= Lois Medi =

Lois Medi Wiliam also known as Lois Medi (born c. 2002) is a Welsh poet who in 2024 and 2026 won the Chair at the Urdd National Eisteddfod, the first woman to win twice.

==Early life==
Wiliam is from Penrhosgarnedd in Bangor Gwynedd. She was a pupil at Ysgol Tryfan and Ysgol David Hughes. She graduated in Social Anthropology at the London School of Economics in 2024.

==Poetry==
In 2023 (as Lois Medi William) she won the D. Gwyn Evans Trophy, awarded by the Barddas magazine for the best poem by a person aged between 16 and 25. Wiliam came to prominence when she won the Urdd Chair, the main poetry prize, at the 2024 Urdd National Eisteddfod in Montgomeryshire. Her winning poem, on the theme of Gwrthryfelwr ('Rebel') was written in memory of her grandfather. The judges said Wiliam "manages to convey longing and sadness in a mature way without piling on adjectives and without creating sentimental images."

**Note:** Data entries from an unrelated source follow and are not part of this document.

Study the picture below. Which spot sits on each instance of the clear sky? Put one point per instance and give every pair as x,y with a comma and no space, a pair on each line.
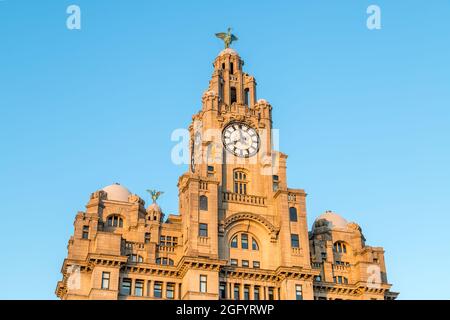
363,115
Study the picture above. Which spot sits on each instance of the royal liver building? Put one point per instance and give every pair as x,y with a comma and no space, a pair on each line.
241,232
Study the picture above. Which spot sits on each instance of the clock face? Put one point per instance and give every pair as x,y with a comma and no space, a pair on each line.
240,139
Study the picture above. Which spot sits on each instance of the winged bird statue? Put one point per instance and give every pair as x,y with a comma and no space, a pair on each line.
227,37
155,194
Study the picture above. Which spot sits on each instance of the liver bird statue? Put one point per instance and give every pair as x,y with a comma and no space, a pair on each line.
155,194
227,37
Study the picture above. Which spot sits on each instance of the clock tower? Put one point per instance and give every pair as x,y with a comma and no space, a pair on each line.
234,202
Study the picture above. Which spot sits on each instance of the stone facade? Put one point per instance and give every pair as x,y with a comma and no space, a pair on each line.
241,233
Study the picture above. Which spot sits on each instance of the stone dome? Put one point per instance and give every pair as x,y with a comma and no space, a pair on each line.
117,192
334,220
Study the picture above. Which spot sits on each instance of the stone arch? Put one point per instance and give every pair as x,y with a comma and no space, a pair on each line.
258,228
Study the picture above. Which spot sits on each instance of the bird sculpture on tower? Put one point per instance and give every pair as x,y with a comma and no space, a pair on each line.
227,37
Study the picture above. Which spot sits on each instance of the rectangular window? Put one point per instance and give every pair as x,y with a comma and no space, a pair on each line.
157,290
170,291
126,287
149,283
256,293
139,288
203,283
298,292
203,230
244,241
222,290
236,292
270,294
294,241
246,292
105,280
85,232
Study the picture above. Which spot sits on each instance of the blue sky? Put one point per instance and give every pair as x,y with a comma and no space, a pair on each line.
363,115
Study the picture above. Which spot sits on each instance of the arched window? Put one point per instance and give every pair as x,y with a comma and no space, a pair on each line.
246,96
115,221
240,182
340,247
255,245
203,203
245,239
135,258
164,261
292,214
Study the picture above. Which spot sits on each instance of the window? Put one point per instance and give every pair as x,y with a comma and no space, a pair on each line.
255,245
126,287
340,247
203,283
276,182
203,230
270,294
203,203
246,292
135,258
115,221
222,290
256,293
236,292
234,242
105,280
164,261
298,292
139,288
293,214
85,232
170,291
157,290
168,241
240,182
294,241
244,241
340,280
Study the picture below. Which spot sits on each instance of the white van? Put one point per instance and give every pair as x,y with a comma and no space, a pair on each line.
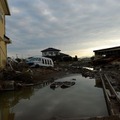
36,61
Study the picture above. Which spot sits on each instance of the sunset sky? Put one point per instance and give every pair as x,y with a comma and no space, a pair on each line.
76,27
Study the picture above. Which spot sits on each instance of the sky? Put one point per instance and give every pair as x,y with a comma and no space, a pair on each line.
76,27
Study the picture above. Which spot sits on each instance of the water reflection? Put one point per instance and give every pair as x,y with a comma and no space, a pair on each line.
9,99
81,99
63,85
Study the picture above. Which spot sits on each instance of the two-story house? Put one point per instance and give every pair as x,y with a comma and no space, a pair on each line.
50,52
4,40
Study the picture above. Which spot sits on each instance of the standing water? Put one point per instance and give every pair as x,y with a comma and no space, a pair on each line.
41,102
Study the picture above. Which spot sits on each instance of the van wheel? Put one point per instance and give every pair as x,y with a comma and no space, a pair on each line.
37,66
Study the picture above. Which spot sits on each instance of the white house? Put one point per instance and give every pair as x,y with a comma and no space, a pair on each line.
51,52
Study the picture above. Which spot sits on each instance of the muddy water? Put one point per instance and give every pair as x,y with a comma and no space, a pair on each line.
43,103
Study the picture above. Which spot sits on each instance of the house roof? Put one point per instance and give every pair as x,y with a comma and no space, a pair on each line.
50,49
63,54
108,49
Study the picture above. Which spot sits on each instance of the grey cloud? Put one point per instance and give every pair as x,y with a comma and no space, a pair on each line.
43,23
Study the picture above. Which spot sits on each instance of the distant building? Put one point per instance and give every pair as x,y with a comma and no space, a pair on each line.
4,40
108,52
50,52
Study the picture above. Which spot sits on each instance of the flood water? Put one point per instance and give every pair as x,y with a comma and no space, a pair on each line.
43,103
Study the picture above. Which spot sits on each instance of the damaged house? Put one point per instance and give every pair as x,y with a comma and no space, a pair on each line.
55,54
4,40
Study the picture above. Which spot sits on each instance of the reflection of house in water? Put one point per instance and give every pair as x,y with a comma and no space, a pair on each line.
9,99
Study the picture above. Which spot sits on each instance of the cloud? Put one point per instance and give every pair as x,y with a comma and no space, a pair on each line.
69,25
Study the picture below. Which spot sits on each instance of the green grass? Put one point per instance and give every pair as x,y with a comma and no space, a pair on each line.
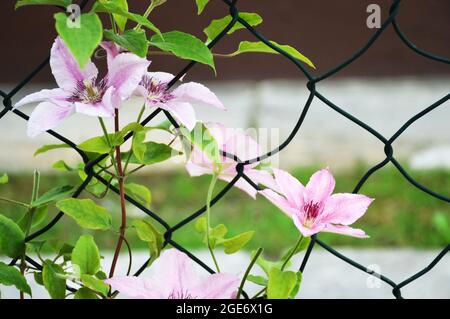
401,215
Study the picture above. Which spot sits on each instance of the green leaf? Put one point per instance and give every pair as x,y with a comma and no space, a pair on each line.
38,215
100,145
235,243
280,284
303,245
86,213
81,41
259,280
86,255
267,265
140,193
38,278
66,251
201,4
154,153
184,46
12,238
101,275
216,235
54,280
53,195
138,145
110,7
132,40
442,224
85,293
201,225
121,20
296,288
95,284
157,3
218,25
11,276
4,178
62,166
247,46
148,233
59,3
49,147
205,142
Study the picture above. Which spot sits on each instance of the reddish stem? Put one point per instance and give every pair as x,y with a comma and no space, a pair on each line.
122,199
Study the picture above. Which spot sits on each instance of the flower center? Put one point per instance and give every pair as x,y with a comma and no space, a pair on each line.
89,91
312,211
176,294
157,91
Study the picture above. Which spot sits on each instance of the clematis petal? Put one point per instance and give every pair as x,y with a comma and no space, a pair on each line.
219,132
103,108
174,273
345,230
41,96
134,287
320,186
290,187
307,231
66,69
345,209
97,109
193,92
217,286
278,201
46,116
161,77
183,112
125,72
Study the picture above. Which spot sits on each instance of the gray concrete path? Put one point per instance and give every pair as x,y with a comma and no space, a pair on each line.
326,137
328,277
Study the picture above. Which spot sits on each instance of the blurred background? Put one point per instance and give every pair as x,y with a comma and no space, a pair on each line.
384,88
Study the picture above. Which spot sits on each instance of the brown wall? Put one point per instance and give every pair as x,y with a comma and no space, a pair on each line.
327,31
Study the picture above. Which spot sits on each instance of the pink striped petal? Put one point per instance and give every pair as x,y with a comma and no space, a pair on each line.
307,231
47,116
134,287
183,112
66,69
124,74
320,187
161,77
279,201
345,209
197,93
290,187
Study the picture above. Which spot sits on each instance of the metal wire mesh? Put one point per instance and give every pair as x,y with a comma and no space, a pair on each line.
314,94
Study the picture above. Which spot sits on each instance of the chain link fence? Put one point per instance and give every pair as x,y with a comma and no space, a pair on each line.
312,86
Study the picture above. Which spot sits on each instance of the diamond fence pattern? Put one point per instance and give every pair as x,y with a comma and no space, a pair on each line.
314,94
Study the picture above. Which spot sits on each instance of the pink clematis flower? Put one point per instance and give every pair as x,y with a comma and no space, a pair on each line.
313,208
233,142
177,102
80,90
174,276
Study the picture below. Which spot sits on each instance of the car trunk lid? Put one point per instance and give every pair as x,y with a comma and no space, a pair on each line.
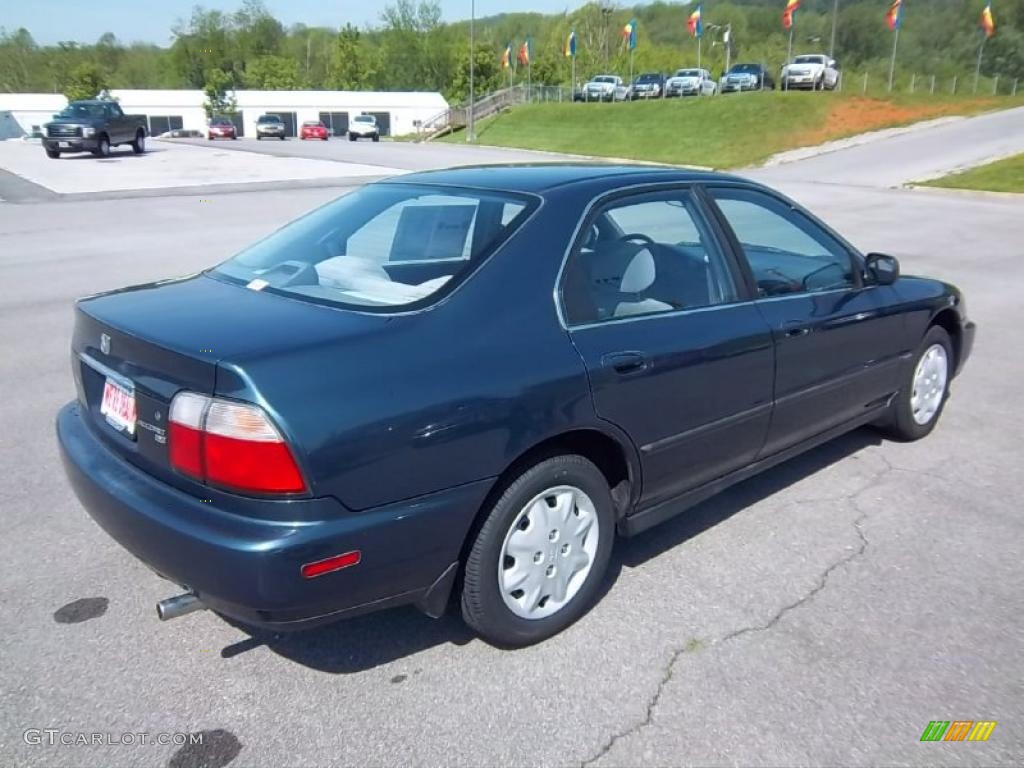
145,344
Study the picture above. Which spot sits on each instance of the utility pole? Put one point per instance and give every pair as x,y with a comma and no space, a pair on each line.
470,128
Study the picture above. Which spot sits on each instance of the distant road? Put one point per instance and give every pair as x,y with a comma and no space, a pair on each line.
404,155
915,156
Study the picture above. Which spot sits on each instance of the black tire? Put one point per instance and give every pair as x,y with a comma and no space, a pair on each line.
483,607
900,423
102,147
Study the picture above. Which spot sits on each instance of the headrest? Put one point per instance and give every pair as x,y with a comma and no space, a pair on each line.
639,273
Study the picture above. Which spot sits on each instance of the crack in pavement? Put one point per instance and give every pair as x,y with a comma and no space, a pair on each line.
822,582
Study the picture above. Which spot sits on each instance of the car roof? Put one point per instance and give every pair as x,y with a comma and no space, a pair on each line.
541,177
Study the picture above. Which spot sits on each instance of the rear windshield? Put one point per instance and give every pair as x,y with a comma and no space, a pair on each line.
384,246
81,111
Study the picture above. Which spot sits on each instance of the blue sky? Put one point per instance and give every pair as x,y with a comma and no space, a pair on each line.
151,20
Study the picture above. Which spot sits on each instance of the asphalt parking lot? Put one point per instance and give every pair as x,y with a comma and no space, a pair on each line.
821,613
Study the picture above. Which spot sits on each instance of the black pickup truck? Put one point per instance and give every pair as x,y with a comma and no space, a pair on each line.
95,127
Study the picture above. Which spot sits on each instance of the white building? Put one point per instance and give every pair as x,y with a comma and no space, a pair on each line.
397,113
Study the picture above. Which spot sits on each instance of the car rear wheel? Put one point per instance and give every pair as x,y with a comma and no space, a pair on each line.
102,147
539,559
923,395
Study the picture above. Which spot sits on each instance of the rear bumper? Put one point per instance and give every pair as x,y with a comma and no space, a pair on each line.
248,568
966,345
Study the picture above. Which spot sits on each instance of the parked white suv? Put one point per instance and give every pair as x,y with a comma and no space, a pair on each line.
811,71
364,126
604,88
690,83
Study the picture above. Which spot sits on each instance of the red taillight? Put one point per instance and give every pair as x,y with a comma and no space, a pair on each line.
231,444
337,562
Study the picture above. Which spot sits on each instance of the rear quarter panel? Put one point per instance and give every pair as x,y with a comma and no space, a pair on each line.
439,397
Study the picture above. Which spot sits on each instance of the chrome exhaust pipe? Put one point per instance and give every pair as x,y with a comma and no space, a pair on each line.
178,605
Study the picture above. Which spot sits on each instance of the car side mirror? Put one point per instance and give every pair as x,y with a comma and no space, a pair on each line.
884,268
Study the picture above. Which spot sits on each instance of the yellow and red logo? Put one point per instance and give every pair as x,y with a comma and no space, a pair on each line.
958,730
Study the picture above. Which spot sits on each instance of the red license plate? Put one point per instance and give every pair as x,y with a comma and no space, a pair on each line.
119,407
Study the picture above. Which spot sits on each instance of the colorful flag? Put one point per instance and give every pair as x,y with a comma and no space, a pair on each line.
695,24
894,17
524,52
792,6
568,50
988,20
630,34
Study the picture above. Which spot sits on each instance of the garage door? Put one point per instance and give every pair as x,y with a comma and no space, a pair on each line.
336,122
163,123
383,122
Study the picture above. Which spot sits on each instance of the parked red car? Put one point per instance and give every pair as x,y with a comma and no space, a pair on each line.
221,128
313,129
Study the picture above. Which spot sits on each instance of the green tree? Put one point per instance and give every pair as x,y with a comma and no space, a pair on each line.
217,101
351,69
487,74
274,74
85,81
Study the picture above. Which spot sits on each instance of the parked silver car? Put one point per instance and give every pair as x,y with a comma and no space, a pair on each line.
690,83
812,72
270,126
604,88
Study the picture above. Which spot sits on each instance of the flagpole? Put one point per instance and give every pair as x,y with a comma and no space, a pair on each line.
981,52
832,48
470,132
892,64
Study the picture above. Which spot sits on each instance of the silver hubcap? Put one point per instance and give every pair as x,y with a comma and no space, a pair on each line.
548,552
929,384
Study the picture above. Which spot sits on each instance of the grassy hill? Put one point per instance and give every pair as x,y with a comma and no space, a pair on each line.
721,132
1004,175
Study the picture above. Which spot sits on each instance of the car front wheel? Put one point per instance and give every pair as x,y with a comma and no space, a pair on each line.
923,395
539,559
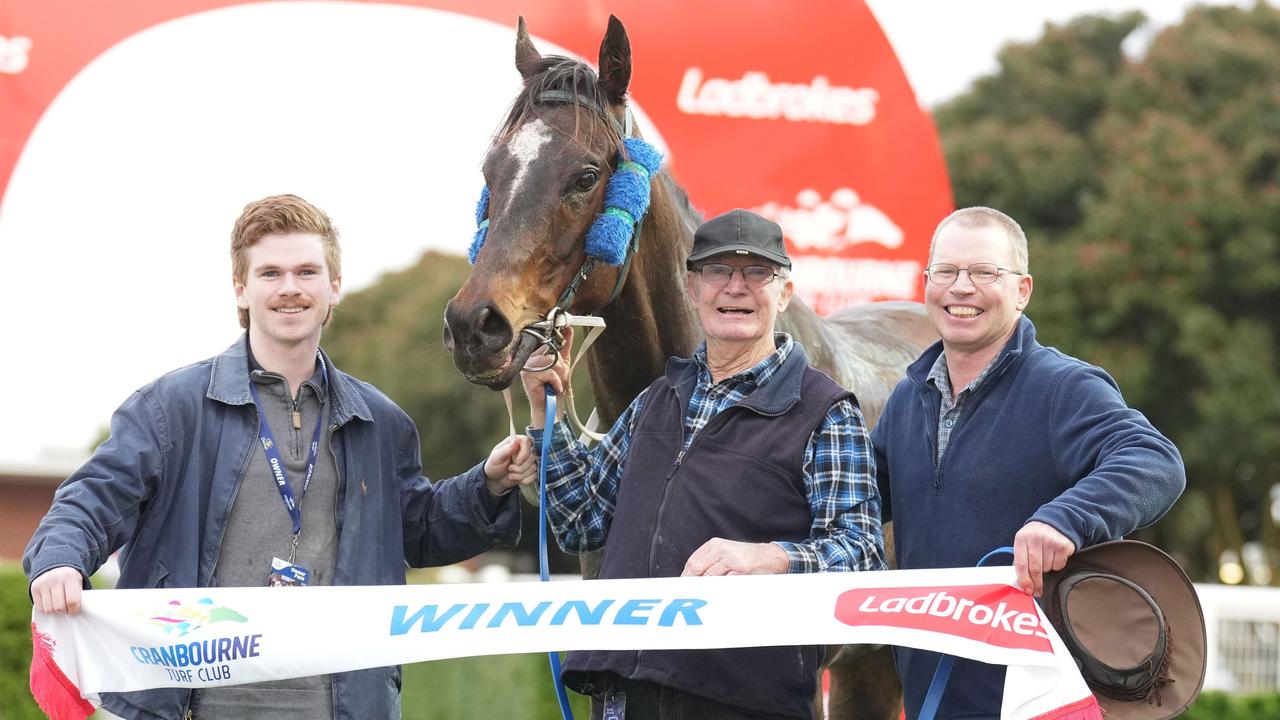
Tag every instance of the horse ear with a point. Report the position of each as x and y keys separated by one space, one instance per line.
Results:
x=615 y=62
x=528 y=58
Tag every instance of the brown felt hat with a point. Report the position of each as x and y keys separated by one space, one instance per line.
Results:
x=1133 y=623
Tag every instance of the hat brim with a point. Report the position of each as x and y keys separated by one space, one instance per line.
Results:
x=740 y=249
x=1159 y=574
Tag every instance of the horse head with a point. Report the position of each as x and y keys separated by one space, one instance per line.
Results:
x=543 y=220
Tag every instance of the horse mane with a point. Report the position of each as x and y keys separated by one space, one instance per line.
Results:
x=558 y=73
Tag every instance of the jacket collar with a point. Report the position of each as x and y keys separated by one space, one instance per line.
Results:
x=1022 y=341
x=775 y=397
x=228 y=383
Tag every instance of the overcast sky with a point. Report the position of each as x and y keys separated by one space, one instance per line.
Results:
x=96 y=310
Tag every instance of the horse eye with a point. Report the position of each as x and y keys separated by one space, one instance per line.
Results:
x=586 y=181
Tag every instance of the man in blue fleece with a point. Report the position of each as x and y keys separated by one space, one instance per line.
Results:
x=995 y=440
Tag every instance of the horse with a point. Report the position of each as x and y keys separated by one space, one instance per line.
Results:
x=547 y=172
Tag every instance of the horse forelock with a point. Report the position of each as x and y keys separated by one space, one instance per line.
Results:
x=561 y=74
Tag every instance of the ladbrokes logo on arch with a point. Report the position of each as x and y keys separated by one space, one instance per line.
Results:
x=997 y=615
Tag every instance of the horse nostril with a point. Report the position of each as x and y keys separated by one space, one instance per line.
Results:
x=447 y=336
x=493 y=328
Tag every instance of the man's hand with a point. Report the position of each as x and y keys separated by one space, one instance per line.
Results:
x=1038 y=548
x=556 y=376
x=720 y=556
x=58 y=591
x=510 y=464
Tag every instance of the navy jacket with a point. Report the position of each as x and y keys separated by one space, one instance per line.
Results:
x=741 y=479
x=1046 y=437
x=161 y=487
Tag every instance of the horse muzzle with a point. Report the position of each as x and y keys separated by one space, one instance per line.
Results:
x=484 y=346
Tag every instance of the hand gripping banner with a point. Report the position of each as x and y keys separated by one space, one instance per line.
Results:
x=204 y=637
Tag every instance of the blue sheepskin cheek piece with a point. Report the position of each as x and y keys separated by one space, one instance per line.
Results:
x=626 y=200
x=481 y=226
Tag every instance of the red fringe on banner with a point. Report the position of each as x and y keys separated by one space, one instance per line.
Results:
x=1084 y=709
x=54 y=692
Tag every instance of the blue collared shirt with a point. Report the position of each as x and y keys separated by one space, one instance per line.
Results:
x=839 y=473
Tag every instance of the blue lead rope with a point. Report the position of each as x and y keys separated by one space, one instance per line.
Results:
x=542 y=537
x=929 y=709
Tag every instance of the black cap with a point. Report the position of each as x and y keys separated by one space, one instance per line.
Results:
x=740 y=232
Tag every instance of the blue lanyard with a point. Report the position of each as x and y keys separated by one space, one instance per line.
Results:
x=277 y=465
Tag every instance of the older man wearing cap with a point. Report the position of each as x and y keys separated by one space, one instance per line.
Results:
x=741 y=459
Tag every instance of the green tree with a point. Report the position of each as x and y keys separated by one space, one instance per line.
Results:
x=1148 y=188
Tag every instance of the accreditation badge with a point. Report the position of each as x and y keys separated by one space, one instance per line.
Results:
x=286 y=574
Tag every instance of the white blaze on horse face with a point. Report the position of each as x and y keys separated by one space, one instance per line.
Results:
x=525 y=146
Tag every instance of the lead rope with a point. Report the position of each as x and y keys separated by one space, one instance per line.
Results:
x=552 y=340
x=543 y=573
x=938 y=686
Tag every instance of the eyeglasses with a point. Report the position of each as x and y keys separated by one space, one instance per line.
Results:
x=718 y=274
x=979 y=273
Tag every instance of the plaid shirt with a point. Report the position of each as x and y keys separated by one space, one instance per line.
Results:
x=839 y=474
x=949 y=413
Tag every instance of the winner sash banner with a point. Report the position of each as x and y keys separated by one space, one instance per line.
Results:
x=205 y=637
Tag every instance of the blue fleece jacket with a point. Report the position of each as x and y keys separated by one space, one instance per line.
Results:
x=1045 y=437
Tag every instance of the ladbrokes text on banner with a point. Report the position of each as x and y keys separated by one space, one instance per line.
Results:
x=204 y=637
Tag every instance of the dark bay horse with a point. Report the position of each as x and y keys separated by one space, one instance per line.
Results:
x=545 y=174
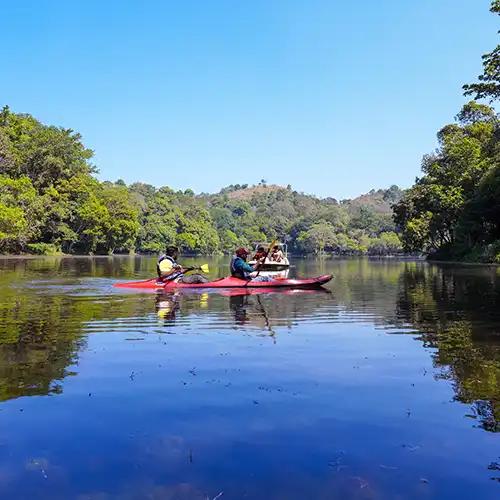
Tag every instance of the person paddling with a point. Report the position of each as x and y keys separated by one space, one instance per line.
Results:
x=169 y=270
x=241 y=269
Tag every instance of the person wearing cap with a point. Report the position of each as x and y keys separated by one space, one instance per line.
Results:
x=239 y=266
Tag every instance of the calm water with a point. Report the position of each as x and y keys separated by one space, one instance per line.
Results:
x=387 y=385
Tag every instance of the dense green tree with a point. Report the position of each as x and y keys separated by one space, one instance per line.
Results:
x=489 y=81
x=446 y=208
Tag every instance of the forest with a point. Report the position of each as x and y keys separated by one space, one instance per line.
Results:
x=51 y=202
x=452 y=212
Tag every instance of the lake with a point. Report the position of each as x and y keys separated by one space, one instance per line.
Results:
x=385 y=385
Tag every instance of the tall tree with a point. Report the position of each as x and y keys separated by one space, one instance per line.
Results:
x=488 y=86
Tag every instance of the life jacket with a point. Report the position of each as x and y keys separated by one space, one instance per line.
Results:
x=236 y=272
x=172 y=276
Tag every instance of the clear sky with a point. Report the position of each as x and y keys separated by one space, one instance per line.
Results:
x=332 y=96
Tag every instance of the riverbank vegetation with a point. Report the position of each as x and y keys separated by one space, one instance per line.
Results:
x=51 y=202
x=453 y=211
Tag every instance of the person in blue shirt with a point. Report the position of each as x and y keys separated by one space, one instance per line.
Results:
x=241 y=269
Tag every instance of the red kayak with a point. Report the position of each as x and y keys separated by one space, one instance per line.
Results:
x=230 y=282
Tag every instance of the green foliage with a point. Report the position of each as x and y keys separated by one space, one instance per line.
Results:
x=454 y=209
x=50 y=202
x=489 y=81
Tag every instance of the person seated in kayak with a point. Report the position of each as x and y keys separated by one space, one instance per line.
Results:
x=260 y=254
x=241 y=269
x=277 y=254
x=168 y=269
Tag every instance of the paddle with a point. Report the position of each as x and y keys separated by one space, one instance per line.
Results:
x=203 y=268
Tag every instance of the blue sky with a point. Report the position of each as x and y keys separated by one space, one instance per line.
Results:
x=334 y=97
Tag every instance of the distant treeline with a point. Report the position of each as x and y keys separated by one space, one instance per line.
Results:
x=453 y=210
x=50 y=202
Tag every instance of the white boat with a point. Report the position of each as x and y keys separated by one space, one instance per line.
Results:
x=272 y=267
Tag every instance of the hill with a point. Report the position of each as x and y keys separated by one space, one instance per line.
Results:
x=51 y=202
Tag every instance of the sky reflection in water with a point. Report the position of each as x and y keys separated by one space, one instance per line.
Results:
x=384 y=387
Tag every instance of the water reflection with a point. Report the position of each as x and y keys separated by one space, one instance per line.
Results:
x=291 y=394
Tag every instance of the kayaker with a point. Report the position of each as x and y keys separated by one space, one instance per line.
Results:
x=168 y=269
x=241 y=269
x=261 y=253
x=277 y=254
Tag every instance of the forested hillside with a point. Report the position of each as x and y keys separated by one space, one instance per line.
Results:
x=453 y=210
x=51 y=202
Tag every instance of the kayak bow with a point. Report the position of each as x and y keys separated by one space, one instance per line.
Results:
x=229 y=282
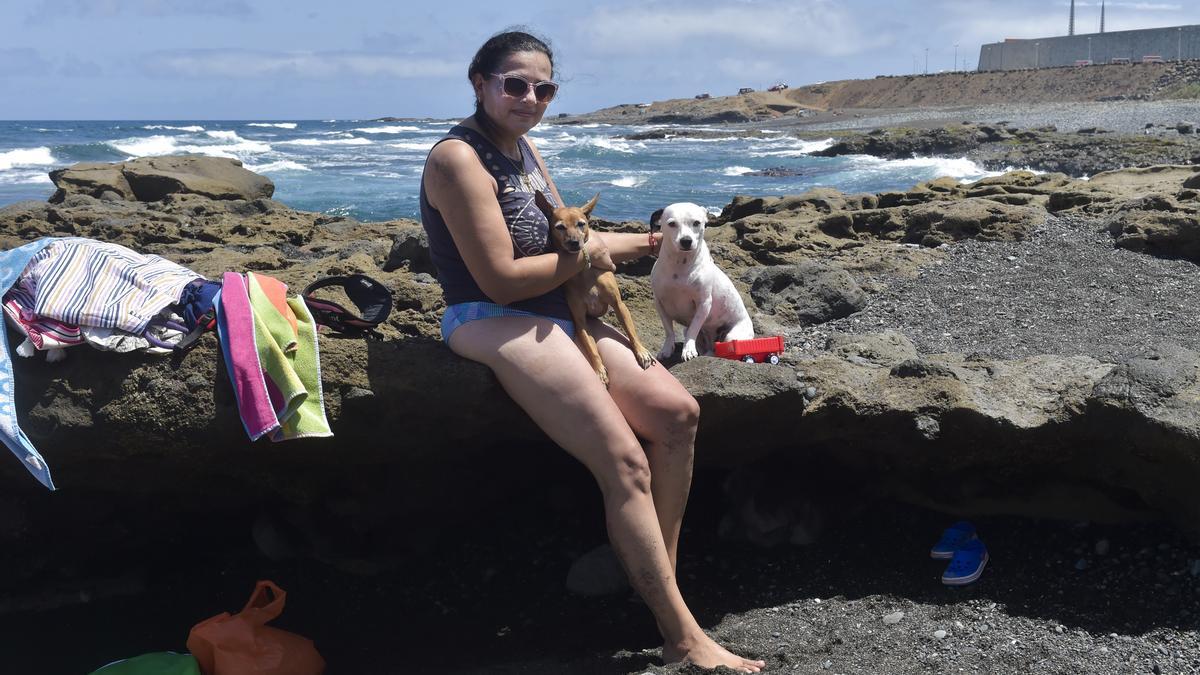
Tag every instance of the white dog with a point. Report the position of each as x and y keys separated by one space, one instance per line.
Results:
x=690 y=288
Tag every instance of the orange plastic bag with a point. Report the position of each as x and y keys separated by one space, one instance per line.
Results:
x=243 y=644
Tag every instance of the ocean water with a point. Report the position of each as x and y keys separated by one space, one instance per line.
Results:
x=371 y=171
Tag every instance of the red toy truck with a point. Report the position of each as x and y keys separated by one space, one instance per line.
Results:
x=757 y=350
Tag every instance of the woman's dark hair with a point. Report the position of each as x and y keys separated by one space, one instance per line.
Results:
x=492 y=53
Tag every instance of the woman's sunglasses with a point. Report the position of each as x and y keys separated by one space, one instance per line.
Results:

In May 2025 Wiliam won the Chair at the Trevelin Eisteddfod in Patagonia, where she was living and working to promote the Welsh language. On the theme of Yr Alwad ('The Call'), her winning entry was inspired by a visit to the Los Alerces National Park.

In May 2026 at the Anglesey Urdd National Eisteddfod Wiliam (as Lois Medi) won the Chair for a second time, the first woman ever to do so. The theme of the entries was Pont ('Bridge') and her winning poem explored the bridge between real life and the world of technology.

==Patagonia==
After graduating, Medi moved to Patagonia, living and working in the town of Gaiman. She directed a women's choir and later became a Welsh language teacher at Gaiman School.